Mais j’étais caporal d’une section de 10 hommes. Et quand nous devions aller au front, j’emmenais toute ma section avec moi. Nos camions débordaient généralement de munitions, dont beaucoup de canons 25 pounder utilisés en artillerie de campagne. Il était chargé à bloc. Et nous avions l’habitude de dormir là-dessus. Nous étions à portée de tir, mais nous arrivions avec nos armes à les tenir en respect.

Il n’y avait pas de « quart de travail ». On y allait quand on était appelé. Un soir, vers 10 heures, les explosions d’obus ont embrasé le ciel et je me suis demandé ce qui se passait. Je venais d’arriver et je me suis glissé sous le couverture, puis le sergent a frappé sur un côté du camion : « Caporal, réveillez-vous ! ». Je lui ai demandé pourquoi et il a répondu : « La 5e Division s’est avancée trop loin et elle va bombarder les Allemands jusqu’à ce qu’elle puisse sortir de là. Elle va rallumer ses phares pour revenir dans l’obscurité et elle a besoin de 75 chargements de 25 pounder. » J’ai rétorqué que nous n’avions pas 75 camions mais que j’irais en chercher dans la section B. J’ai donc pris la route pour aller leur dire : « Chargez toutes les munitions, retournez là où ils se trouvent et stationnez-vous. Je reviendrai pour les distribuer. »

Nous avons donc tout envoyé. Il y avait un répartiteur pour chaque endroit où ils en avaient besoin, et ils en voulaient partout un maximum. Quand je suis arrivé à la fin, il y avait 10 chargements et j’ai dit : « Je pars avec celui-là. » C’était le dernier et je crois qu’il était 2 heures 30 du matin quand nous sommes tous rentrés après avoir livré les 75 chargements.

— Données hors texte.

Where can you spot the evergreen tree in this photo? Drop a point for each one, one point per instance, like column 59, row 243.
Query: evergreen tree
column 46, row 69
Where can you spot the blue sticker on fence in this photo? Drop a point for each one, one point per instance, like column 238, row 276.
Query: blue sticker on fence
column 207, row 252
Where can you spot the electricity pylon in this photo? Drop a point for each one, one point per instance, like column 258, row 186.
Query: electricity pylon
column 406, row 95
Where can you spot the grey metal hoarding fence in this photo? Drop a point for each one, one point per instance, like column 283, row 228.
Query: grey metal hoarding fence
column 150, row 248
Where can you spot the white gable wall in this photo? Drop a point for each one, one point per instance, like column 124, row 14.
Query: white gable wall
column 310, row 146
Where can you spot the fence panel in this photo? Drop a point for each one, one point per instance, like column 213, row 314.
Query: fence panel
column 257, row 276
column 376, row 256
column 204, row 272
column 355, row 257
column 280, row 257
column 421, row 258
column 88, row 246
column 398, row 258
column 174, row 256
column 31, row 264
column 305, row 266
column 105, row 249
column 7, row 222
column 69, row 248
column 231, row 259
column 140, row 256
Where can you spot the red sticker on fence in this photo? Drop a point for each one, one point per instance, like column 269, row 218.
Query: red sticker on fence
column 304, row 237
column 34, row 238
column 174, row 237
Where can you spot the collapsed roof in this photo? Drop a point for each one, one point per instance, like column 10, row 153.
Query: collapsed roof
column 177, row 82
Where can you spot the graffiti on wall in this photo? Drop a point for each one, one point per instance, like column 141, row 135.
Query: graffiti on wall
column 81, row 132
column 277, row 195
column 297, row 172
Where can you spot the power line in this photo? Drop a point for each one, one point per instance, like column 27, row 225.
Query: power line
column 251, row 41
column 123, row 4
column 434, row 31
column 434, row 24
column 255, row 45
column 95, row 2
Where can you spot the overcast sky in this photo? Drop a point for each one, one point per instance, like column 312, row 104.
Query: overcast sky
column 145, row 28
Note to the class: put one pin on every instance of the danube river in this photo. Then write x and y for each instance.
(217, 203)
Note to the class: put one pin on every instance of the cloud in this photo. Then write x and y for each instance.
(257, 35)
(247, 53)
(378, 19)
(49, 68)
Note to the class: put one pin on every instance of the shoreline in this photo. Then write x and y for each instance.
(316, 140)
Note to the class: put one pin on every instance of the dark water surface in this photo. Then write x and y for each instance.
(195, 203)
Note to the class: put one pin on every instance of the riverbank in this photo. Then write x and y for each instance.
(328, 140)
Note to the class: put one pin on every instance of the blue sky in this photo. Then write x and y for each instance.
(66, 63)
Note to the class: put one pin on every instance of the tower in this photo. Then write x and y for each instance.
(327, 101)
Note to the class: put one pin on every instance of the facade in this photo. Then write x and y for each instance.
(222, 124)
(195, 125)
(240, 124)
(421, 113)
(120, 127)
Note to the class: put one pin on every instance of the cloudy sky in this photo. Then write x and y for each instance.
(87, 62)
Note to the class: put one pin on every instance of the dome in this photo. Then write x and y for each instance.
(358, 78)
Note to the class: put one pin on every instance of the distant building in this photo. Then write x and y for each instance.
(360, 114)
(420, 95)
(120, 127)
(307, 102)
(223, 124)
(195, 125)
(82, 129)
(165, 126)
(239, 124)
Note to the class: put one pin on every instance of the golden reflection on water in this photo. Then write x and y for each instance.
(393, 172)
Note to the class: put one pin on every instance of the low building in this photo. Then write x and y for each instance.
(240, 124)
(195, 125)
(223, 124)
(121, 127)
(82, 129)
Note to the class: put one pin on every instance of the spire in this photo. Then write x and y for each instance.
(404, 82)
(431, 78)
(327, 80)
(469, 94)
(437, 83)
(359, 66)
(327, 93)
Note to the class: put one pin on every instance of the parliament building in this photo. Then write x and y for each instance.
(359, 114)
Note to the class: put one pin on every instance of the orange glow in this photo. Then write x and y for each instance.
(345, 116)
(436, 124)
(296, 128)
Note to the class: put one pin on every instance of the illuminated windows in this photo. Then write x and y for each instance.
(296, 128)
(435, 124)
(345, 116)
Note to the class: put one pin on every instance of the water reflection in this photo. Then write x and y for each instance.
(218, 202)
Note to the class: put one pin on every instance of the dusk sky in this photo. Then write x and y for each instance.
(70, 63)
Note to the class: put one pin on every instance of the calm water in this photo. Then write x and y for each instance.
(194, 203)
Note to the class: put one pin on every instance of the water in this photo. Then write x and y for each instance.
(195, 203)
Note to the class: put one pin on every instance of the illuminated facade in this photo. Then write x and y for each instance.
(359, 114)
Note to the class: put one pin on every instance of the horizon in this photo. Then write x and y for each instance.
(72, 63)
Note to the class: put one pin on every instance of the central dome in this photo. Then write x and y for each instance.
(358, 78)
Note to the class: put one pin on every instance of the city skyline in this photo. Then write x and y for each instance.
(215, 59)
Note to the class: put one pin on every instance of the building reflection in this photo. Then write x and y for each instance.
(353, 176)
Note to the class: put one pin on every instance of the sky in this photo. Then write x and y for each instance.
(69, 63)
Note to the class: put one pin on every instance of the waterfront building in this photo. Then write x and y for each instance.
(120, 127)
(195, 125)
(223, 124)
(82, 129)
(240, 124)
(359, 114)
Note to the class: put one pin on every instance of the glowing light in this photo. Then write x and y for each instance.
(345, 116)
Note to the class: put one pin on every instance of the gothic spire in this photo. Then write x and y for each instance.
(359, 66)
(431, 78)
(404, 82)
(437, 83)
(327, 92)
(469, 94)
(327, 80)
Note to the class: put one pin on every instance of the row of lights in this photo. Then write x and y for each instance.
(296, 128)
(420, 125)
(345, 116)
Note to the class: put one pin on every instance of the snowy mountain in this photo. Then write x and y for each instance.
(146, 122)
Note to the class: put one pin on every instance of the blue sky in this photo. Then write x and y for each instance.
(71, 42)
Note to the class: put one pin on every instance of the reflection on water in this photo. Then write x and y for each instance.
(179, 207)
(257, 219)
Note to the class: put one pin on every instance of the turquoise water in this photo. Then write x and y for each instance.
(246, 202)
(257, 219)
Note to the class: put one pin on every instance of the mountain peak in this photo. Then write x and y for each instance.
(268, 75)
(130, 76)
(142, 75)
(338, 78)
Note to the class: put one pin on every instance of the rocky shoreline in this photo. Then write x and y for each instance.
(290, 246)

Il y avait dans notre unité un jeune francophone pas très grand, qui avait été traumatisé par un bombardement. On nous l’avait envoyé et notre major lui avait dit qu’il pouvait venir le voir à tout moment s’il jugeait être mal utilisé. Il était petit mais très sympathique, et on s’entendant très bien. La dernière nuit, avant que je ne sois blessé, il pleuvait des bombes. Le ciel ne dérougissait pas et je me suis réfugié avec Bill Clark sous un camion. Et nous pouvions entendre notre ami francophone répéter « Maudit, maudit ! » Bill lui a demandé ce qui se passait et il a répondu : « Je ne sais pas où me cacher pour éviter d’être touché. » Et Bill lui a dit de venir nous rejoindre. Et nous avons tous les trois passé la nuit sous le camion, dans une tranchée de tir.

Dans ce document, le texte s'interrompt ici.